Mas contive-me a tempo, aquele não era um bom momento pra cantar ou rir.
Cuidara das coisas que ela havia deixado, ocupei-me com mil pequenas detalhes, adiando o momento de dizer à minha mulher que sua amiga e irmã tinha morrido e que eu não fiz nada para salvar ou para impedir. Por quê? Tinha todas as explicações, planejadas tudo milimetricamente cuidado.

“Mama just killed a man, Put a gun against his head, pulled my trigger, now he's dead. Mama, life had just begun, But now I've gone and thrown it all away. Mama, ooh, didn't mean to make you cry, If I'm not back again this time tomorrow, Carry on, carry on as if nothing really matters.”

– Merda! Como desligo essa maldita música?

– Que música?

Demorei alguns segundos para entender que a canção estava em mim, fazia sentido; eu e meu cérebro nos entendíamos bem. Aquilo parecia mesmo uma ópera rock.
Queria que alguém, por misericórdia, dissesse que eu não era um covarde, que alguém explicasse porque que eu estava no lugar errado. Protegendo a pessoa errada? Porque naquele momento não fiz nada?

“I see a little silhouette of a man, Scaramouche, Scaramouche, will you do the Fandango. Thunderbolt and lightning, very, very fright'ning me. (Galileo.) Galileo. (Galileo.) Galileo, Galileo figaro Magnifico. I'm just a poor boy and nobody loves me. He's just a poor boy from a poor family, Spare him his life from this monstruosity.”

Porque naquele momento não percebi que ela estava morrendo? Sentia-me miseravelmente culpado.

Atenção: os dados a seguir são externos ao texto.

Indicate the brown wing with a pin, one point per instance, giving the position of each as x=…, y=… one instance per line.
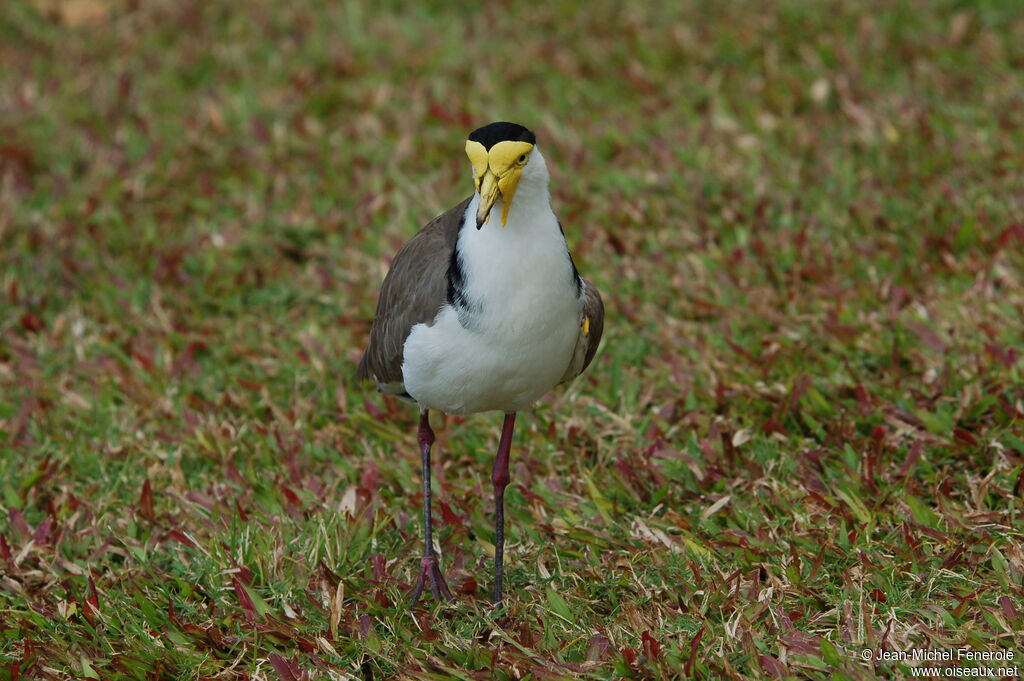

“(Let him go!) Bismillah! We will not let you go. (Let him go!) Bismillah! We will not let you go. (Let me go.) Will not let you go. (Let me go.) Will not let you go. (Let me go.) Ah. No, no, no, no, no, no, no. (Oh mama mia, mama mia.) Mama mia, let me go. Beelzebub has a devil put aside for me, for me, for me.”

Arrastei-me até o quarto andar do hospital e ao chegar à porta encontrei o fantasma sombrio do outro, o rival que parecia tão perfeito em seu ar preocupado. Mal olhei para o meu antigo amigo. Sentia como se a culpa do mundo inteiro estivesse sobre meus ombros. E estava mesmo, afinal era culpado, mas ninguém precisava saber.

“So you think you can stone me and spit in my eye. So you think you can love me and leave me to die. Oh, baby, can't do this to me, baby, Just gotta get out, just gotta get right outta here.”

O outro ficou parado em silêncio à porta do quarto enquanto eu me obrigava ir até ela. Meus passos eram arrastados. O peso do mundo estava em meus ombros. De tanto pesar, minha cabeça estava baixa. Nem conseguia encarar a mulher ali deitada. Notei, preocupado, como estava pálida. Levantou-se com algum esforço e ficou de pé diante de mim. Nossa! Como era bonita! Mataria de novo apenas pela chance de estar com ela, mas ela não precisava saber ninguém precisava. Apenas eu e a morta.

– Onde ela está?

Permaneci em silêncio. O rival se mantinha igualmente mudo parado à porta.

– Deus! Os dois resolveram brincar do mesmo jogo? RESPONDE!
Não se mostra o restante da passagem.